In June 2019, an explosion at a Philadelphia petrochemical refinery released over 5,000 pounds of hydrofluoric acid and sent truck-size pieces of metal shrapnel flying through the air. The Chemical Disaster Rule encouraged the approximately 50 petrochemical plants across the country that use hydrofluoric acid to switch to sulfuric acid, a safer alternative. But chemical companies have resisted the move because reconfiguring the plants would require temporarily shutting them down.  

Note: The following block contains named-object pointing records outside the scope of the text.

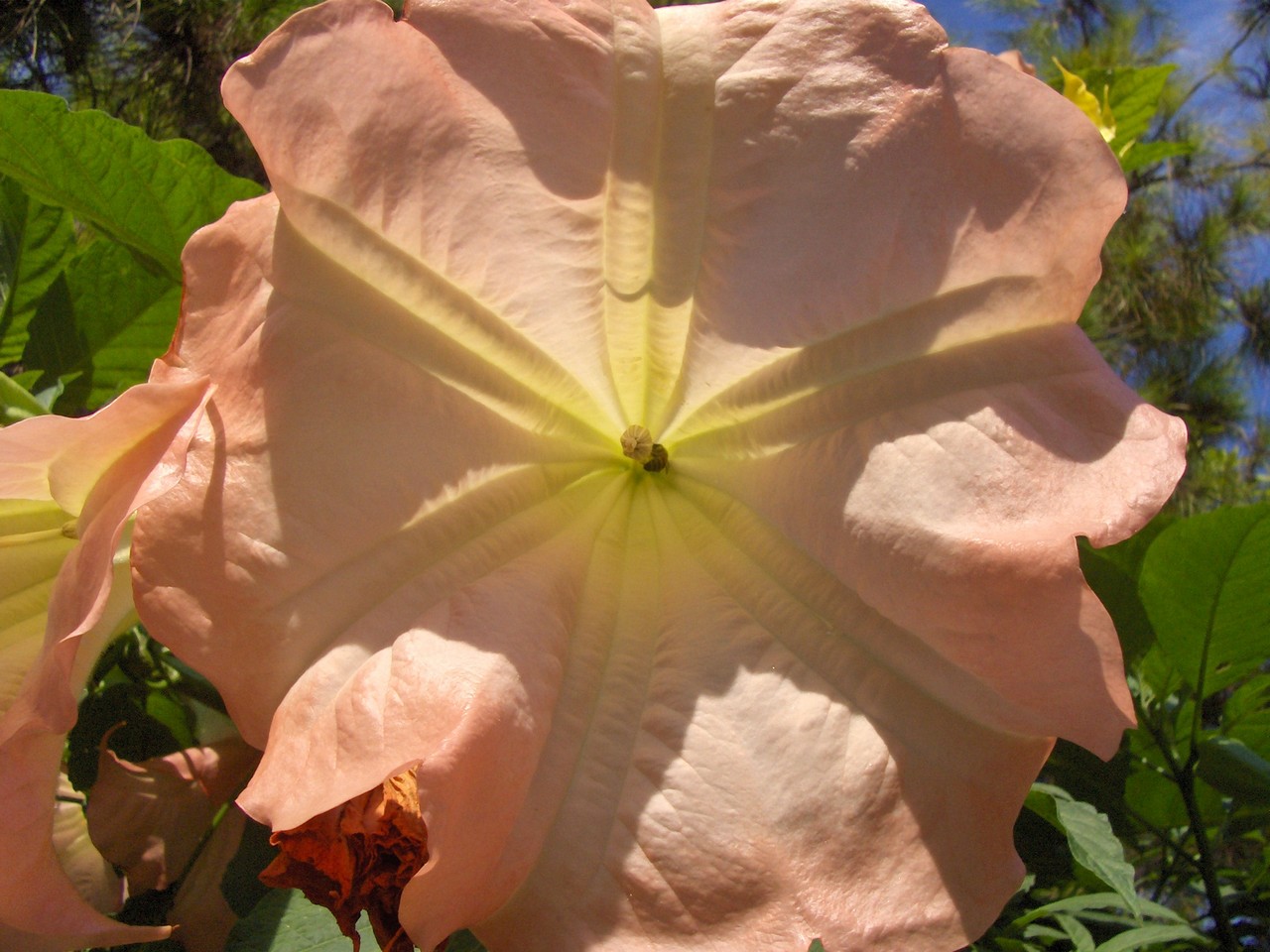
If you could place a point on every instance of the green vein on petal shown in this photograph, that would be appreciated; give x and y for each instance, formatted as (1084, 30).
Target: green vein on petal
(445, 546)
(407, 307)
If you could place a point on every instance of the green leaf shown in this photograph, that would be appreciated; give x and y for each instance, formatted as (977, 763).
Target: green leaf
(17, 403)
(1150, 936)
(1088, 901)
(1133, 93)
(1234, 770)
(1075, 930)
(1205, 585)
(148, 195)
(1089, 838)
(1118, 592)
(1247, 715)
(240, 885)
(108, 320)
(36, 243)
(466, 942)
(287, 921)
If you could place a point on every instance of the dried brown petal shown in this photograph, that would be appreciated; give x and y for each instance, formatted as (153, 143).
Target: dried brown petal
(358, 856)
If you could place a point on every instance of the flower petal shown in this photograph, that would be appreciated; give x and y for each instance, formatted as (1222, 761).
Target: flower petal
(98, 470)
(149, 817)
(680, 708)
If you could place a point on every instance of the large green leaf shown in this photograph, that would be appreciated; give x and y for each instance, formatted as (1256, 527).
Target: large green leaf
(1233, 769)
(149, 195)
(287, 921)
(17, 403)
(1148, 936)
(1205, 585)
(1089, 838)
(36, 243)
(105, 321)
(1118, 590)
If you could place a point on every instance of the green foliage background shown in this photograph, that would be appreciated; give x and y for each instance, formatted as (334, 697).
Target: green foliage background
(1166, 847)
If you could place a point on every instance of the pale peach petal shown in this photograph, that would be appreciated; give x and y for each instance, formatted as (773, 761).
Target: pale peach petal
(91, 874)
(149, 817)
(94, 472)
(735, 703)
(199, 910)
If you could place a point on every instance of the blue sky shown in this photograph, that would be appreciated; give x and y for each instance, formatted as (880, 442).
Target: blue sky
(1206, 26)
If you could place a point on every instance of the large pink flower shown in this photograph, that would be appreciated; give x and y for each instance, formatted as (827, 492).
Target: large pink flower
(795, 683)
(67, 490)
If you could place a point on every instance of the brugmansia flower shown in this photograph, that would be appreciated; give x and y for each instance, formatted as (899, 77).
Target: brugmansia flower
(67, 489)
(667, 435)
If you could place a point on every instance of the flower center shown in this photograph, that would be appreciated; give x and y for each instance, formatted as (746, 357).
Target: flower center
(638, 444)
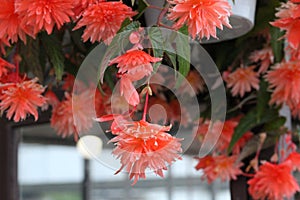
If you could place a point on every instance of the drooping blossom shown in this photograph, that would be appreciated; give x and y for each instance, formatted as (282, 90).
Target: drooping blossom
(201, 16)
(135, 62)
(51, 100)
(141, 145)
(128, 90)
(294, 158)
(73, 115)
(103, 20)
(81, 5)
(44, 14)
(21, 99)
(11, 28)
(273, 181)
(284, 79)
(222, 167)
(5, 67)
(159, 110)
(242, 80)
(289, 20)
(225, 136)
(265, 57)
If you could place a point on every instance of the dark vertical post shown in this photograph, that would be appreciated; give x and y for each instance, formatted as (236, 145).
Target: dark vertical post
(9, 189)
(86, 181)
(239, 189)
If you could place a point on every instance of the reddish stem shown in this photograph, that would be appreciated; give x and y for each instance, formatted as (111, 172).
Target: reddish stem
(146, 106)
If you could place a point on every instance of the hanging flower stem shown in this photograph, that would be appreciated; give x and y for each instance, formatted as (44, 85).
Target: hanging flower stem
(146, 103)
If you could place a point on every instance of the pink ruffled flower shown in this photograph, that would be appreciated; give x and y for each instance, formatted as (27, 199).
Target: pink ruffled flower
(201, 16)
(289, 20)
(5, 67)
(44, 14)
(21, 99)
(10, 23)
(273, 181)
(103, 20)
(135, 62)
(141, 145)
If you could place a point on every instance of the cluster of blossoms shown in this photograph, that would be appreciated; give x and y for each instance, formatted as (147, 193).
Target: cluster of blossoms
(219, 165)
(19, 96)
(142, 144)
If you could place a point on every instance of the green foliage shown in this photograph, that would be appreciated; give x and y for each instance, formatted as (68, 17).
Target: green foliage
(277, 44)
(118, 44)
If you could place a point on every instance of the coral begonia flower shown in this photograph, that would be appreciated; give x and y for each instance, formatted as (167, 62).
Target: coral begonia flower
(201, 16)
(222, 167)
(103, 20)
(73, 115)
(289, 20)
(242, 80)
(44, 14)
(284, 79)
(294, 158)
(135, 62)
(21, 99)
(10, 23)
(141, 145)
(273, 181)
(5, 67)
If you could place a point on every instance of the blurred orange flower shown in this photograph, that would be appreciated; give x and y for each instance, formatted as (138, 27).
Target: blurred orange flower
(21, 99)
(201, 16)
(5, 67)
(103, 20)
(273, 181)
(289, 20)
(10, 23)
(44, 14)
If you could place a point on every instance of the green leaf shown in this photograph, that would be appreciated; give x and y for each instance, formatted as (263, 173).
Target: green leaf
(277, 44)
(183, 54)
(157, 42)
(119, 42)
(55, 54)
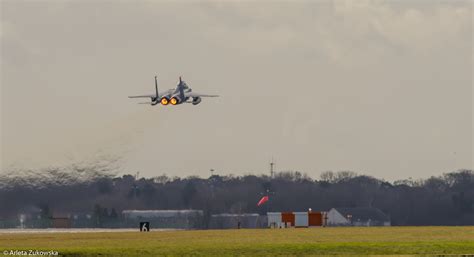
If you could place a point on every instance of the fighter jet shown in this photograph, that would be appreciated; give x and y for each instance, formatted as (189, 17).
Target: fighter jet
(179, 95)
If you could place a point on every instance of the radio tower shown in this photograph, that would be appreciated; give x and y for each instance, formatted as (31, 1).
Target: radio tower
(271, 168)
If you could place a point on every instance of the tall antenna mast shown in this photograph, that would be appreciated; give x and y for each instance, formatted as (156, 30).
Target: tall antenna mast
(271, 168)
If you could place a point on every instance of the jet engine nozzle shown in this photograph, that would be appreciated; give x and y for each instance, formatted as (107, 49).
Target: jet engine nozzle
(196, 100)
(164, 101)
(175, 100)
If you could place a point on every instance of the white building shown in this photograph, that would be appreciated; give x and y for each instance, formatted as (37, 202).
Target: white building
(358, 216)
(274, 219)
(301, 219)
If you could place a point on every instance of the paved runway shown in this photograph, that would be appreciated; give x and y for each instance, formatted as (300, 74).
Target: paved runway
(75, 230)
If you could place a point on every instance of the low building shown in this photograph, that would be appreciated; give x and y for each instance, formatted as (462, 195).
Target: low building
(228, 220)
(296, 219)
(358, 216)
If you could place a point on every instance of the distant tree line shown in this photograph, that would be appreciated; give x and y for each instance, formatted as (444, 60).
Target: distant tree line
(442, 200)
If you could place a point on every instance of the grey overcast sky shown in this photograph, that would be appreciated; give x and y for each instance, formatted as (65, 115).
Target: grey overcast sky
(379, 88)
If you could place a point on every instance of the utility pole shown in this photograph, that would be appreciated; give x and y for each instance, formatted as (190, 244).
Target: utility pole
(271, 168)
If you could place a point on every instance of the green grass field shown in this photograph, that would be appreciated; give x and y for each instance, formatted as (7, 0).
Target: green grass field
(253, 242)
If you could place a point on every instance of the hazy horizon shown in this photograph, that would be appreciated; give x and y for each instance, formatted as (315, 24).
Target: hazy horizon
(379, 88)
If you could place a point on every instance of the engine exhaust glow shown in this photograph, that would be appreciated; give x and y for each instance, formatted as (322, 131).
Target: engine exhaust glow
(174, 101)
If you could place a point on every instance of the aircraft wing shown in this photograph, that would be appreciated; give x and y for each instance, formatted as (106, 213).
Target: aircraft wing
(194, 94)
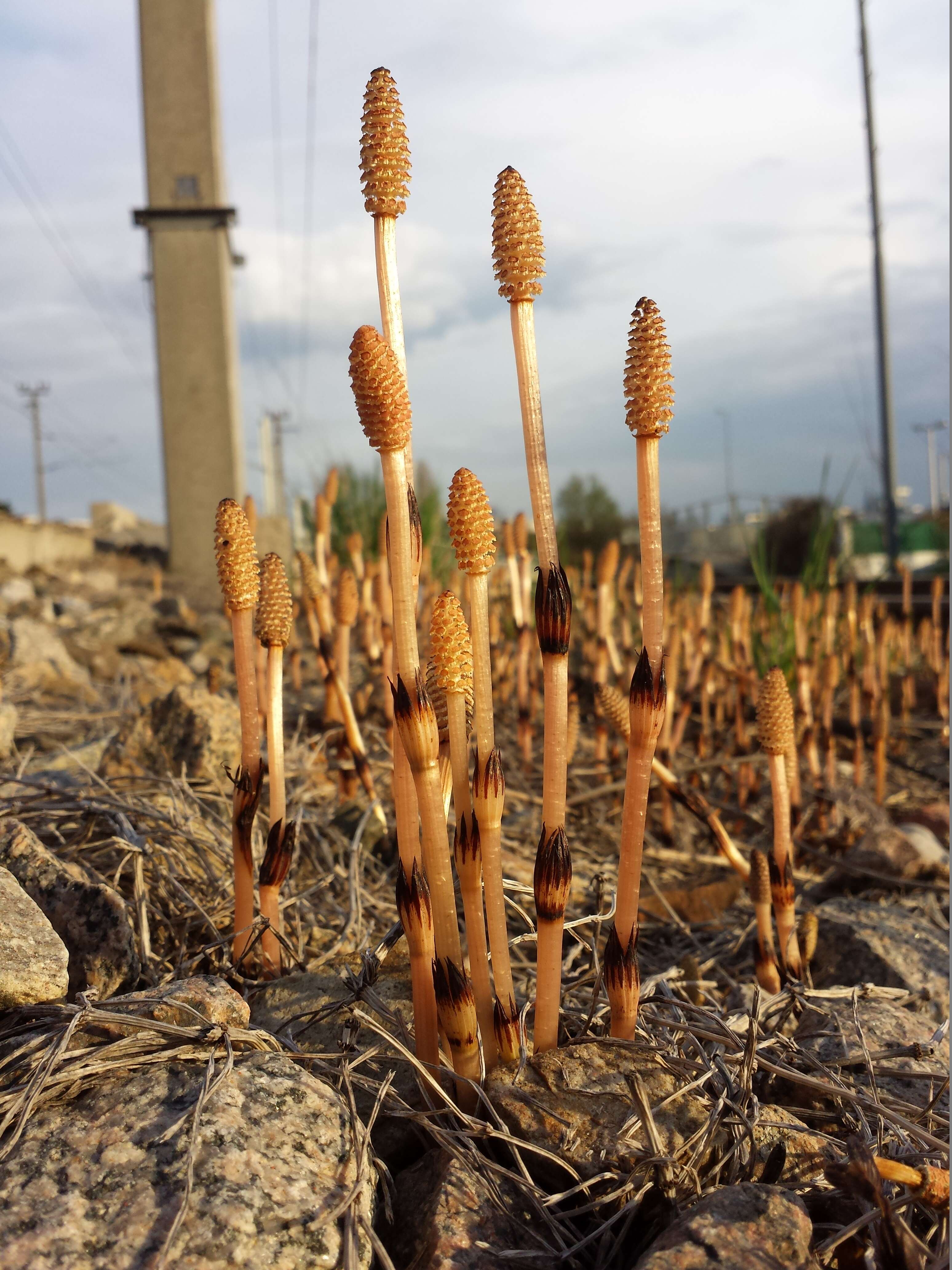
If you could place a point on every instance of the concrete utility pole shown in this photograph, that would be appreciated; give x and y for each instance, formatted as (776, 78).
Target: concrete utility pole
(888, 439)
(191, 269)
(931, 430)
(34, 395)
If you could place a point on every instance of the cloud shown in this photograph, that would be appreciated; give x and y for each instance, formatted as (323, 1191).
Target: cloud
(709, 155)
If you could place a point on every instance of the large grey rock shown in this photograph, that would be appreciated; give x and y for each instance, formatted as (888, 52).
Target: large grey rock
(446, 1218)
(188, 728)
(96, 1184)
(743, 1227)
(829, 1033)
(311, 1010)
(578, 1103)
(885, 944)
(907, 851)
(89, 917)
(40, 662)
(805, 1154)
(35, 960)
(184, 1003)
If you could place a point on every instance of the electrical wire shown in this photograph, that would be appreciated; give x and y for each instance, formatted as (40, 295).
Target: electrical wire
(310, 127)
(31, 195)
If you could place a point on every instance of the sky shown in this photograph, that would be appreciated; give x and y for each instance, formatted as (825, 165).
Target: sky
(709, 154)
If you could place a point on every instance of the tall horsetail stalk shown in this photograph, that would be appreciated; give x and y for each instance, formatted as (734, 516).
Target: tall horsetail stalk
(385, 178)
(319, 617)
(518, 261)
(471, 531)
(649, 398)
(236, 558)
(775, 727)
(273, 621)
(384, 409)
(452, 661)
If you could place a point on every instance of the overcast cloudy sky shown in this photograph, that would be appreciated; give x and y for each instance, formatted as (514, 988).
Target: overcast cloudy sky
(705, 153)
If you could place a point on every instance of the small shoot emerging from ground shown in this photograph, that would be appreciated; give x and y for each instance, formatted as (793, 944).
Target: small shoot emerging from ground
(273, 620)
(236, 558)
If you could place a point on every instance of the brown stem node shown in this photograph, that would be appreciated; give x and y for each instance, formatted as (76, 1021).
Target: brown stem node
(553, 877)
(554, 611)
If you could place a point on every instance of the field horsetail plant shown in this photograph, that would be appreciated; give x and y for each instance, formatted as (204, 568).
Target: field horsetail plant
(236, 557)
(649, 398)
(424, 691)
(518, 261)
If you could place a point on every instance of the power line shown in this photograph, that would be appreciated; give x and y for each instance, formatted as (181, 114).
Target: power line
(31, 195)
(310, 112)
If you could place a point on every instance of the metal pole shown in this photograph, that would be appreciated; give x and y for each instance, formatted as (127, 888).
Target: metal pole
(931, 430)
(34, 395)
(888, 440)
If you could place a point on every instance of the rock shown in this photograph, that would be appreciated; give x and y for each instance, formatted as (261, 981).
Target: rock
(577, 1100)
(97, 1184)
(284, 1008)
(40, 662)
(908, 851)
(934, 816)
(8, 728)
(828, 1032)
(446, 1218)
(187, 729)
(35, 963)
(885, 944)
(742, 1227)
(17, 591)
(101, 582)
(89, 917)
(805, 1154)
(704, 902)
(932, 853)
(186, 1003)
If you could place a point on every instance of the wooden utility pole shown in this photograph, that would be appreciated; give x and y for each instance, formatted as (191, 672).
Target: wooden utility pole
(34, 394)
(188, 223)
(888, 439)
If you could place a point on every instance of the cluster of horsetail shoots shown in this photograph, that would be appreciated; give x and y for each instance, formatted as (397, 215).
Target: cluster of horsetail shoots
(697, 658)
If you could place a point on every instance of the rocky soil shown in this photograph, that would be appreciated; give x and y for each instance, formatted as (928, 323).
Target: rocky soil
(161, 1107)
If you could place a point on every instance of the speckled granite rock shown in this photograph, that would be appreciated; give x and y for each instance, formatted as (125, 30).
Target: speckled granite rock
(186, 728)
(186, 1003)
(885, 944)
(311, 1010)
(35, 960)
(88, 916)
(446, 1218)
(805, 1152)
(829, 1033)
(743, 1227)
(96, 1185)
(577, 1100)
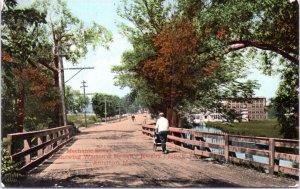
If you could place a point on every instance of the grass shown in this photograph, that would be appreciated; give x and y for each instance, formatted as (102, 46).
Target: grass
(265, 128)
(78, 119)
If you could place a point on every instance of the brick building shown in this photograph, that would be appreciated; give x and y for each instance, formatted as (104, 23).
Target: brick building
(253, 108)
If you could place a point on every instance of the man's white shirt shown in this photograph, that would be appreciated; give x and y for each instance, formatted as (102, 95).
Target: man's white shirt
(162, 124)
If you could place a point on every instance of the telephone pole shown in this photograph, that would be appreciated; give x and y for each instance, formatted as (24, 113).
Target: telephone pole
(84, 86)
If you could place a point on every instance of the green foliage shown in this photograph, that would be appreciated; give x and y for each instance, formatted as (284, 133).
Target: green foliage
(10, 173)
(198, 70)
(114, 105)
(67, 30)
(286, 102)
(266, 128)
(75, 101)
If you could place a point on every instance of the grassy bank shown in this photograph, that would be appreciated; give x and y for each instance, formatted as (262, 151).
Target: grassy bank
(266, 128)
(78, 119)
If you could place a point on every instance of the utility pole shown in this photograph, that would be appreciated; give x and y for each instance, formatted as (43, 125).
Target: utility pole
(61, 84)
(84, 86)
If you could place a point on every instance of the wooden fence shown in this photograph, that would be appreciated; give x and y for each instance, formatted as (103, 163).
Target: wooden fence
(32, 148)
(225, 146)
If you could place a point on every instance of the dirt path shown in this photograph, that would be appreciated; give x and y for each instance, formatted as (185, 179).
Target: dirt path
(118, 155)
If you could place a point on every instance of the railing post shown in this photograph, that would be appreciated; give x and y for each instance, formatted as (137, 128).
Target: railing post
(9, 144)
(26, 147)
(226, 147)
(271, 155)
(40, 152)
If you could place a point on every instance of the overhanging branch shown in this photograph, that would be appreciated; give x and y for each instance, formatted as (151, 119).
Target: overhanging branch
(240, 44)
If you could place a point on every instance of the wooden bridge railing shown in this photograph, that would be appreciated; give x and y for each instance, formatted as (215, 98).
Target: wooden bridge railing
(225, 146)
(31, 148)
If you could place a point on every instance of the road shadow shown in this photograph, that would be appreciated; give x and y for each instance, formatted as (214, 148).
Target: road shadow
(52, 158)
(122, 180)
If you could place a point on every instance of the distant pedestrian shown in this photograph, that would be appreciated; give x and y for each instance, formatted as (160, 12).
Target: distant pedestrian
(162, 127)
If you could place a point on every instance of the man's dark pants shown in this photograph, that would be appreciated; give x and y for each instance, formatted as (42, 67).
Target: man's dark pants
(163, 139)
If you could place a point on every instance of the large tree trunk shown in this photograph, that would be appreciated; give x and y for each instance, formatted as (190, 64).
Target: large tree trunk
(20, 111)
(58, 106)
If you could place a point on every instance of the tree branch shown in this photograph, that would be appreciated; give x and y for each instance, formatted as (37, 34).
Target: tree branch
(44, 63)
(240, 44)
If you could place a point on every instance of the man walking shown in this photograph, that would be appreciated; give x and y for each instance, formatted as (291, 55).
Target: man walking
(162, 127)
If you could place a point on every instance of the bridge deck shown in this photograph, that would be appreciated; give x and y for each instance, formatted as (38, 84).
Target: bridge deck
(118, 155)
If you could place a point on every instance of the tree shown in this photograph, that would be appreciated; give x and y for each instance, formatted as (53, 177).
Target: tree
(112, 103)
(174, 63)
(22, 75)
(67, 30)
(286, 102)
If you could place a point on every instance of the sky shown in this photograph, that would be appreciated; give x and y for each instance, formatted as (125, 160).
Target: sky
(100, 79)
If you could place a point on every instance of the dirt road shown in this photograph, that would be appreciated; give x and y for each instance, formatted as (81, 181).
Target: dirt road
(118, 155)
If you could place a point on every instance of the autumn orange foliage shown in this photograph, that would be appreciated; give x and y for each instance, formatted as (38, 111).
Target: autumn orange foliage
(173, 71)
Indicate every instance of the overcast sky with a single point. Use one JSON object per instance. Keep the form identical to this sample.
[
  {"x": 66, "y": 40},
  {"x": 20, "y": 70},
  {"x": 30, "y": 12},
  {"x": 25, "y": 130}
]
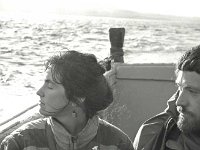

Studies have shown that chemical plants are more likely to be built in African American and Hispanic neighborhoods and that people of color are disproportionately affected by industrial accidents. One of the plaintiffs in the Earthjustice lawsuit against the Trump administration was the West Virginia–based Ohio Valley Environmental Coalition. Board member Pam Nixon grew up in Institute, a predominantly African American community that is home to one of the state’s biggest concentration of chemical plants; she once had to go to the emergency room after an accident at one of the plants.

“The rollback of the Chemical Disaster Rule has really impacted us here,” Nixon said. “We have had a lot of chemical incidents, some major. Workers have died. There have been shelter-in-place orders. One of the major issues has been communication between first responders and facilities, and the new risk-management plan was going to improve that.”  

Texas environmental justice activist Bryan Parras grew up in Houston’s majority-Hispanic East End neighborhood, which abuts the Houston Ship Channel—the world’s largest concentration of petrochemical facilities. For Parras, who recently moved back into his childhood home, the issue of chemical plant safety is personal. “We have elementary schools right next to these facilities, neighborhoods next to these facilities,” he said. “How can we continue to let people live and go to school on a time bomb?”